L'INFO. Pour avoir suivi la ligne dure de son Premier ministre, le président turc a perdu mardi 80.000 followers sur Twitter. Les internautes lui ont reproché d’avoir promulgué une loi de blocage d’Internet, voulue par Recep Tayyip Erdogan. Le chef du gouvernement a en effet mis en place une série de dispositions qui facilitent l’interdiction de sites internet en Turquie. L’autorité gouvernementale des télécommunications pourra désormais bloquer un site web sans passer par une décision de justice, s’il porte atteinte à "la vie privée" ou contient des informations jugées "discriminatoires ou insultantes". Une nouvelle déclaration de guerre à la liberté sur internet.

Pas à une contradiction près, le conservateur Erdogan avait pourtant fort apprécié le concours du web pour faire tomber son rival Deniz Baykal, en 2010. Une vidéo qui faisait fi de toute considération de vie privée et montrait le leader du parti d’opposition avec une députée après une relation extra-conjugale. Mais depuis longtemps, Erdogan sait aussi que le web peut desservir ses intérêts. En 2007, il avait interdit YouTube dans son pays,  après une vidéo critique sur le père de la nation turque, Mustafa Kemal.

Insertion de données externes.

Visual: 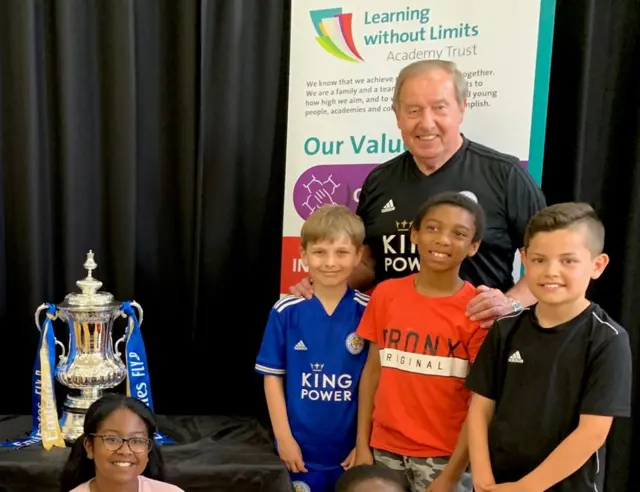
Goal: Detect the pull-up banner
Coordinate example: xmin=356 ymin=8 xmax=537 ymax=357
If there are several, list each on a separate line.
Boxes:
xmin=280 ymin=0 xmax=556 ymax=293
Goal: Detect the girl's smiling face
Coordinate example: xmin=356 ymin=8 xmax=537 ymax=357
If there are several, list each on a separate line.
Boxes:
xmin=84 ymin=407 xmax=151 ymax=486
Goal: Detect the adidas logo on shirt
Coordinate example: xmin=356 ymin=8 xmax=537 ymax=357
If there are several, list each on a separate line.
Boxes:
xmin=381 ymin=200 xmax=395 ymax=213
xmin=508 ymin=350 xmax=524 ymax=363
xmin=294 ymin=340 xmax=308 ymax=351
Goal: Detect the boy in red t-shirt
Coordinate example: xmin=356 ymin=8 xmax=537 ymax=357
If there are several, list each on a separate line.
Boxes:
xmin=354 ymin=191 xmax=489 ymax=492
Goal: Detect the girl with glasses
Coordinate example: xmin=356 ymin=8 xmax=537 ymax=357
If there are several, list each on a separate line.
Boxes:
xmin=60 ymin=394 xmax=183 ymax=492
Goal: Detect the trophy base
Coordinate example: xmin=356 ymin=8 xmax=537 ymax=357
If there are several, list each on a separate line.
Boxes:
xmin=60 ymin=390 xmax=106 ymax=442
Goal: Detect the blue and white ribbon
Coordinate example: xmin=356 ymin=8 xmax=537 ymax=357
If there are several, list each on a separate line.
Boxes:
xmin=121 ymin=301 xmax=174 ymax=445
xmin=1 ymin=304 xmax=65 ymax=449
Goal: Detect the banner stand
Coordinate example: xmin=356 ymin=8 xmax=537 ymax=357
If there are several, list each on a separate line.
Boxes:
xmin=281 ymin=1 xmax=556 ymax=292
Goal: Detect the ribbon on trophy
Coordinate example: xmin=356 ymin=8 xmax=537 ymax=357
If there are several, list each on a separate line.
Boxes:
xmin=0 ymin=304 xmax=66 ymax=450
xmin=120 ymin=301 xmax=174 ymax=445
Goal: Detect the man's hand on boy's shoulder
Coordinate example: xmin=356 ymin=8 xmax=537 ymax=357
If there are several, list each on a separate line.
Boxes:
xmin=289 ymin=277 xmax=314 ymax=299
xmin=466 ymin=285 xmax=517 ymax=328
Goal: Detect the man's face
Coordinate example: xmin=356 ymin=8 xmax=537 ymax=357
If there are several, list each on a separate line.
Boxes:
xmin=393 ymin=69 xmax=465 ymax=169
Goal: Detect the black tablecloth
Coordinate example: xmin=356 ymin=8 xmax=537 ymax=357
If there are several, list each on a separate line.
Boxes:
xmin=0 ymin=415 xmax=292 ymax=492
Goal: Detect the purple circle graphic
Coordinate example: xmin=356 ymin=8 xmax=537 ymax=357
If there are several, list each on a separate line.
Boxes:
xmin=293 ymin=164 xmax=377 ymax=220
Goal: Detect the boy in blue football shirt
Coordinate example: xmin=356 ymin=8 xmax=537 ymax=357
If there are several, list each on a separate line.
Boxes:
xmin=255 ymin=204 xmax=371 ymax=492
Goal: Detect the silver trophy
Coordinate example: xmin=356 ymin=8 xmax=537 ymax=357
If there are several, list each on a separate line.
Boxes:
xmin=34 ymin=250 xmax=143 ymax=441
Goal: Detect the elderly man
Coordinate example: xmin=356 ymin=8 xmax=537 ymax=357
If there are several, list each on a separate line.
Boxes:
xmin=291 ymin=59 xmax=545 ymax=327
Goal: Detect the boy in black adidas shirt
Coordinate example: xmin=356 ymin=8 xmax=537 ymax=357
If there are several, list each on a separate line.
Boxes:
xmin=466 ymin=203 xmax=632 ymax=492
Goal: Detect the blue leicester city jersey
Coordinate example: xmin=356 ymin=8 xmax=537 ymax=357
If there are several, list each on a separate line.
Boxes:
xmin=255 ymin=287 xmax=370 ymax=469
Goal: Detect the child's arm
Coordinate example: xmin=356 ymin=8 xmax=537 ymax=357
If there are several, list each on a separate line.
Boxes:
xmin=509 ymin=415 xmax=611 ymax=491
xmin=432 ymin=323 xmax=493 ymax=488
xmin=430 ymin=418 xmax=471 ymax=489
xmin=353 ymin=285 xmax=386 ymax=465
xmin=264 ymin=375 xmax=293 ymax=442
xmin=255 ymin=303 xmax=307 ymax=472
xmin=463 ymin=319 xmax=503 ymax=488
xmin=264 ymin=375 xmax=307 ymax=473
xmin=355 ymin=341 xmax=381 ymax=464
xmin=468 ymin=393 xmax=496 ymax=490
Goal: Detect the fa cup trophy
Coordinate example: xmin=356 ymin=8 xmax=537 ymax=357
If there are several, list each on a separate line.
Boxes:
xmin=34 ymin=251 xmax=143 ymax=442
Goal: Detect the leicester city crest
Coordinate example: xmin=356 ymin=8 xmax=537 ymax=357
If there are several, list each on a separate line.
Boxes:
xmin=345 ymin=332 xmax=364 ymax=355
xmin=292 ymin=481 xmax=311 ymax=492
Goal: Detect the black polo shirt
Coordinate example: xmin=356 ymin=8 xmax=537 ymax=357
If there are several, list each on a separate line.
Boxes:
xmin=355 ymin=137 xmax=546 ymax=291
xmin=466 ymin=303 xmax=632 ymax=491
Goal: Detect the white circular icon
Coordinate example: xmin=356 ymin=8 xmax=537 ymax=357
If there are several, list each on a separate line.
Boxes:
xmin=459 ymin=190 xmax=478 ymax=203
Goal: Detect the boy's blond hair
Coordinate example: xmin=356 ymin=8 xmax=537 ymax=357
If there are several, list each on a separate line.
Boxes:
xmin=300 ymin=205 xmax=365 ymax=250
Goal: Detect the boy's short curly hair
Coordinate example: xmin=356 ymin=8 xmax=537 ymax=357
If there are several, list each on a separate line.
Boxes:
xmin=412 ymin=191 xmax=486 ymax=242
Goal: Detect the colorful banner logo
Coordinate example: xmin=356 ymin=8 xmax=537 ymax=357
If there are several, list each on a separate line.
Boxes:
xmin=309 ymin=8 xmax=364 ymax=62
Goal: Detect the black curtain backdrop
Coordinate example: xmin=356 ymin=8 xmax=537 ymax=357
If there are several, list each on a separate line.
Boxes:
xmin=0 ymin=0 xmax=290 ymax=419
xmin=0 ymin=0 xmax=638 ymax=490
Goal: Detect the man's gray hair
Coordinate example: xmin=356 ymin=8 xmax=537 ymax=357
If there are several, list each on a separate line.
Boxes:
xmin=392 ymin=60 xmax=468 ymax=107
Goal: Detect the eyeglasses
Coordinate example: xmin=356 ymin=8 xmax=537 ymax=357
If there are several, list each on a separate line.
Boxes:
xmin=90 ymin=434 xmax=151 ymax=453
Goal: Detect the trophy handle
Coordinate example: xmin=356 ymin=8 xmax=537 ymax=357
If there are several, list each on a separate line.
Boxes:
xmin=131 ymin=300 xmax=144 ymax=325
xmin=114 ymin=309 xmax=126 ymax=357
xmin=34 ymin=303 xmax=67 ymax=361
xmin=34 ymin=303 xmax=48 ymax=332
xmin=114 ymin=301 xmax=143 ymax=358
xmin=115 ymin=335 xmax=125 ymax=358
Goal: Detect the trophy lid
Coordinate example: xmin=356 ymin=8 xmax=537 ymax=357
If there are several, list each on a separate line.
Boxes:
xmin=62 ymin=250 xmax=115 ymax=307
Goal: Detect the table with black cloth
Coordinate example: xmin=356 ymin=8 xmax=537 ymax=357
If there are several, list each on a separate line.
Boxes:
xmin=0 ymin=415 xmax=292 ymax=492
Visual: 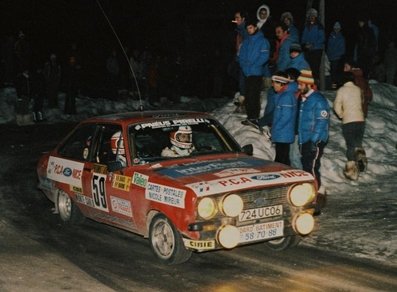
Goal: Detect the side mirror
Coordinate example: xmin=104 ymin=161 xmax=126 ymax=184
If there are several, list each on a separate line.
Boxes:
xmin=241 ymin=144 xmax=253 ymax=156
xmin=107 ymin=160 xmax=124 ymax=172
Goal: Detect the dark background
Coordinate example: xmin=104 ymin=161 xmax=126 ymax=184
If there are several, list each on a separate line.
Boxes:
xmin=1 ymin=0 xmax=396 ymax=97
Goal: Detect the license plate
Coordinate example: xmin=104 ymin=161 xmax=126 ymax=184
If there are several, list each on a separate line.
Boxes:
xmin=239 ymin=220 xmax=284 ymax=243
xmin=239 ymin=204 xmax=283 ymax=222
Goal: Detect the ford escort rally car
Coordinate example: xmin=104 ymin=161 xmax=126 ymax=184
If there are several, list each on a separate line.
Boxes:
xmin=37 ymin=110 xmax=318 ymax=264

Sept ans plus tard, "ce n’est pas la patrie qui est en péril, mais le parti d’Erdogan", décrypte pour Europe 1 Tancrède Josseran, auteur de La nouvelle puissance turque. Depuis plusieurs semaines, un scandale de corruption touche de près le gouvernement turc. Récemment, un enregistrement de la fille d’Erdogan a circulé sur Youtube. Elle négocierait le prix d’achat de villas en échange de faveur de l’administration. Le but de cette nouvelle loi sur internet est clairement d’empêcher ses opposants de publier ce genre d’informations.

Peu importe si les mesures sont jugées liberticides par des internautes et des membres de la communauté internationale. "Depuis les violentes manifestations de juin 2013, l’AKP (le parti au pouvoir, ndlr.) n’est plus à ça près pour se maintenir en vie", souligne Tancrède Josseran.

Pour faire passer la pilule, amère, Erdogan sait flatter son électorat populaire. Il en a une nouvelle fois fait la preuve, mardi, dans une école d’Ankara. Lors d’une distribution de tablettes tactiles, le Premier ministre conservateur a mis en garde les petits Turcs contre les dangers du web. Recep Tayyip Erdogan les a exhortés à ne pas devenir "prisonniers de l’internet". "Sortez jouer dans les parcs et les jardins, n’oubliez pas qu’un ordinateur ne pourra jamais prendre la place d’un livre", a déclaré le Premier ministre.  "Il utilise un langage de bon sens, compréhensible par la majorité des électeurs et loin de celui des élites occidentalisées", souligne Tancrède Josseran. Si au passage, les écoliers (et leurs parents) peuvent éviter de tomber sur les nombreux articles concernant le scandale de corruption, Erdogan aura gagné son pari.